O’Leary: “Tariffe più alte e minore competitività”
Michael O’Leary, CEO di Ryanair, ha dichiarato: “Queste ultime norme EU261 sono l’ennesima sciocchezza burocratica da parte del Parlamento europeo e del Consiglio. Invece di incoraggiare le compagnie aeree europee a pubblicizzare le tariffe più basse (che escludono il secondo bagaglio a mano), ed è ciò che sceglie oltre il 50% dei nostri clienti, queste nuove regolamentazioni insensate impongono alle compagnie aeree di pubblicizzare falsamente tariffe aeree più alte, rendendo le compagnie europee ancora meno competitive.”

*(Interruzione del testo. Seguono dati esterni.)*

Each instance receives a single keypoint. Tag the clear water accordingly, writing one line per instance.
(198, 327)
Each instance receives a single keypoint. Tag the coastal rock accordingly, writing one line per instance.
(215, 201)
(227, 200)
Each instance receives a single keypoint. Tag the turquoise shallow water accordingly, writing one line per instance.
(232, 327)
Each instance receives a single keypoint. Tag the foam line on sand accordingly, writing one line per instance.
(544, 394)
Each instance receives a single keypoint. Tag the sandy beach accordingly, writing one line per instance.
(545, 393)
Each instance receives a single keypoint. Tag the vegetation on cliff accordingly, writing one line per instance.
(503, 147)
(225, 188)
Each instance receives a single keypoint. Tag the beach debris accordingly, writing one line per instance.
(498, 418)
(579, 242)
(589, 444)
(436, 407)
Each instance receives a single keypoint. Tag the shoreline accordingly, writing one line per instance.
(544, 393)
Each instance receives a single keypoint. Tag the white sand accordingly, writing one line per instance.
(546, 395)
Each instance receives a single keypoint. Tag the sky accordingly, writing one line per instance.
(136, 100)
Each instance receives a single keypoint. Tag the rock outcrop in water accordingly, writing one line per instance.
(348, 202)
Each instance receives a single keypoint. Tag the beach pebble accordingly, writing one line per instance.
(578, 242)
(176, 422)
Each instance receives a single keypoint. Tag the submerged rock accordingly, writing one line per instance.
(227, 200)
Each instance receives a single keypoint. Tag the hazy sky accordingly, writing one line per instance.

ETS e controllo del traffico aereo al centro delle richieste
Nel suo intervento, O’Leary ha inoltre criticato l’assenza di misure volte a migliorare la competitività del settore attraverso la revisione della tassazione ETS e la riforma del sistema europeo di controllo del traffico aereo. “Come al solito, né il Parlamento europeo né il Consiglio hanno fatto nulla per migliorare la competitività delle compagnie aeree europee, abolendo la dannosa e fallimentare tassazione ETS europea o riformando il sistema ATC dell’UE, ormai inefficiente. Il sistema ATC europeo è responsabile di oltre il 90% dei ritardi aerei, eppure alle compagnie aeree non è consentito recuperare i costi EU261 da questi monopoli governativi inadeguati.”

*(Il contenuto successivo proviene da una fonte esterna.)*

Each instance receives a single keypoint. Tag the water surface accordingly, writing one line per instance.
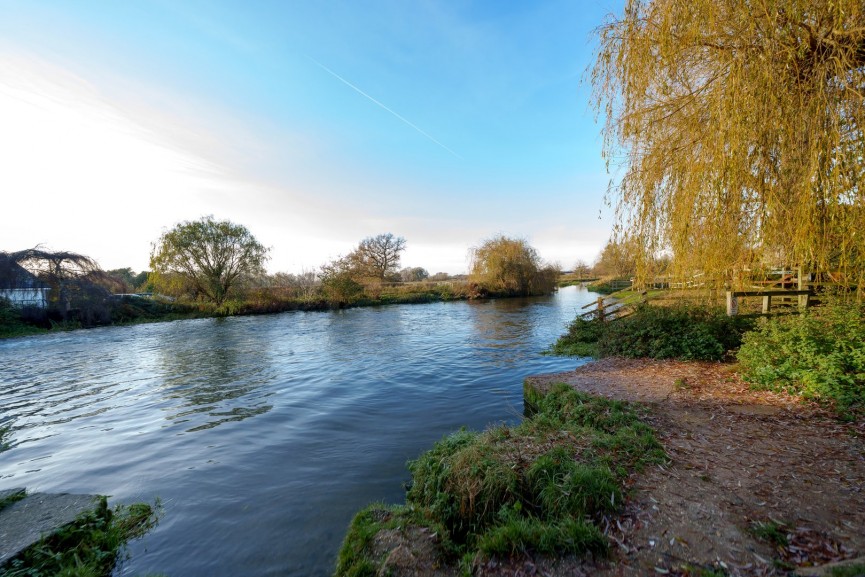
(263, 435)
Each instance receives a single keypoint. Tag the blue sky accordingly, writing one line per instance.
(314, 124)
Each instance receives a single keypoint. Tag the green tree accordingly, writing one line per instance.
(338, 281)
(413, 274)
(211, 256)
(740, 127)
(510, 266)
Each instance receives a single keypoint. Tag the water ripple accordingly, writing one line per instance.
(263, 435)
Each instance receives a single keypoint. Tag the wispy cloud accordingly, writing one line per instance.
(367, 96)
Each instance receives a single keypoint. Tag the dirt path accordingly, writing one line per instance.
(737, 457)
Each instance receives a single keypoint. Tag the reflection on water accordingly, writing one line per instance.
(263, 435)
(217, 373)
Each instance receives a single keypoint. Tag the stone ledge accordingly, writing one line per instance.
(25, 522)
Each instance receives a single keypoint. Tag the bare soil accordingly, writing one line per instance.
(737, 457)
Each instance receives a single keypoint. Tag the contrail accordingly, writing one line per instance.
(364, 94)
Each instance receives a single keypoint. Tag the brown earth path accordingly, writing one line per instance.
(736, 457)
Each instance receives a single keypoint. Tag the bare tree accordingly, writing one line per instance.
(377, 256)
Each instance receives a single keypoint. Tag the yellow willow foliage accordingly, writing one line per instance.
(738, 128)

Le preoccupazioni per il contesto economico europeo
Il CEO della compagnia irlandese ha collegato il tema della regolamentazione del trasporto aereo al contesto geopolitico ed economico internazionale, sostenendo la necessità di favorire la crescita e la competitività dell’Europa. “In un momento in cui Putin ha invaso l’Ucraina e c’è una guerra in Medio Oriente, l’Europa deve essere più competitiva se vuole generare crescita. In questo periodo di crisi internazionale, tutto ciò che il Parlamento europeo e il Consiglio riescono a fare è inventare nuove regolamentazioni, che ora costringeranno le compagnie aeree a pubblicizzare tariffe più alte (comprensive delle commissioni per il secondo bagaglio a mano), invece di pubblicizzare le tariffe più basse, che escludono tali commissioni, come sceglie quotidianamente oltre il 50% dei passeggeri Ryanair. Nel momento in cui l’Europa ha bisogno di crescita economica per aumentare la spesa per la difesa, il meglio che i nostri leader riescono a fare sono nuove regole sui bagagli a mano delle compagnie aeree, che negano alle compagnie il diritto di pubblicizzare le tariffe aeree più basse disponibili.”

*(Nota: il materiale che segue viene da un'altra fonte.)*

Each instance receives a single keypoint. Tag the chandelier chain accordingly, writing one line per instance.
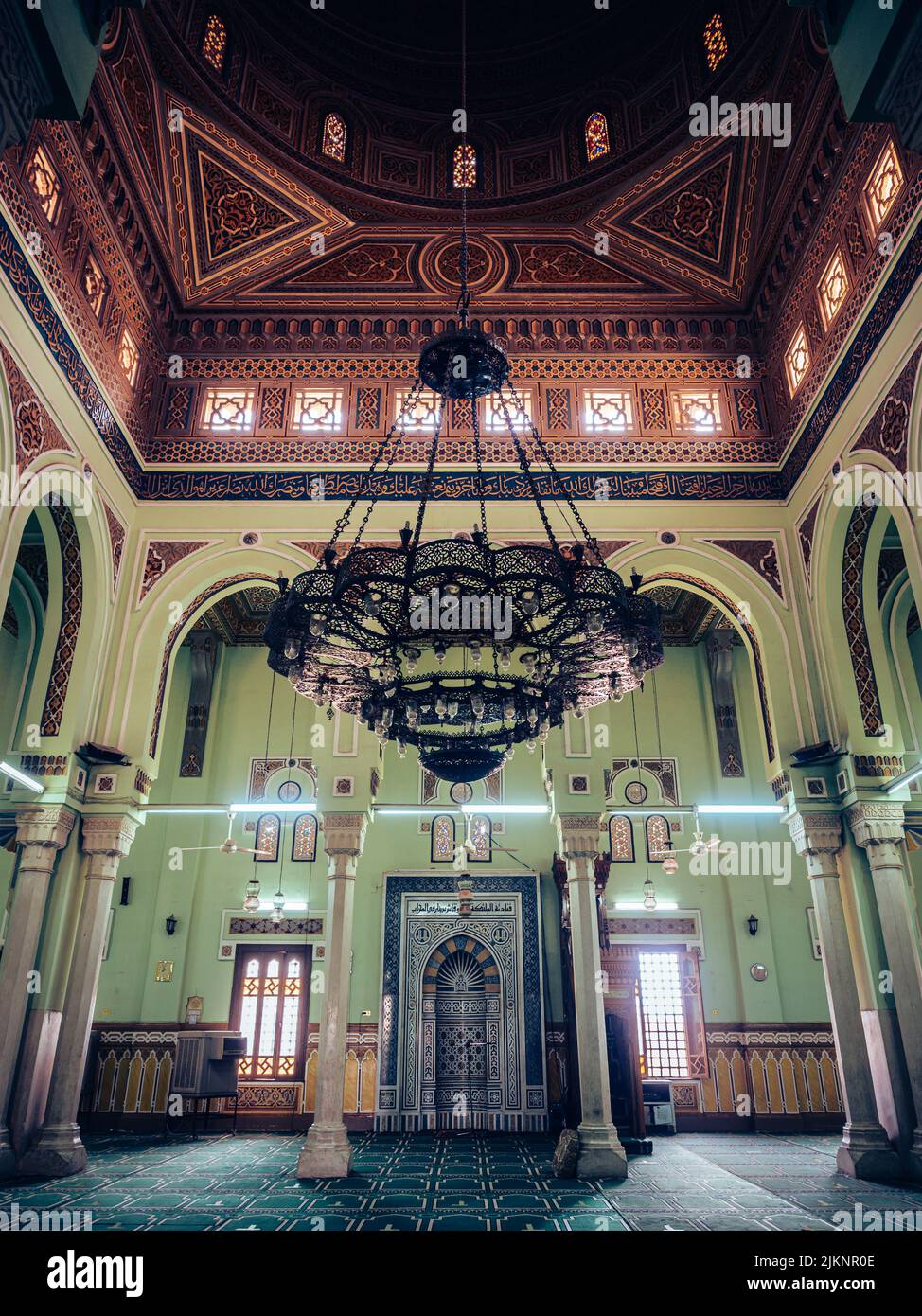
(400, 424)
(556, 475)
(526, 471)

L’appello alle istituzioni europee
Ryanair rinnova infine la richiesta alla Commissione europea e al Parlamento europeo affinché vengano adottate misure considerate più efficaci per sostenere il settore del trasporto aereo e ridurre i costi per i consumatori. “Ryanair chiede ancora una volta a Ursula von der Leyen e al Parlamento europeo di smettere di introdurre regolamentazioni insensate che rendono i viaggi aerei nell’UE meno competitivi e di fare invece qualcosa di concreto per i consumatori europei: abolire la tassa ETS discriminatoria dell’Europa (che si applica solo ai voli intra-UE) e realizzare finalmente un’efficace riforma dell’ATC, imponendo che i controllori del traffico aereo siano pienamente operativi per la prima ondata di voli del mattino e proteggendo i sorvoli europei durante gli scioperi nazionali dell’ATC.”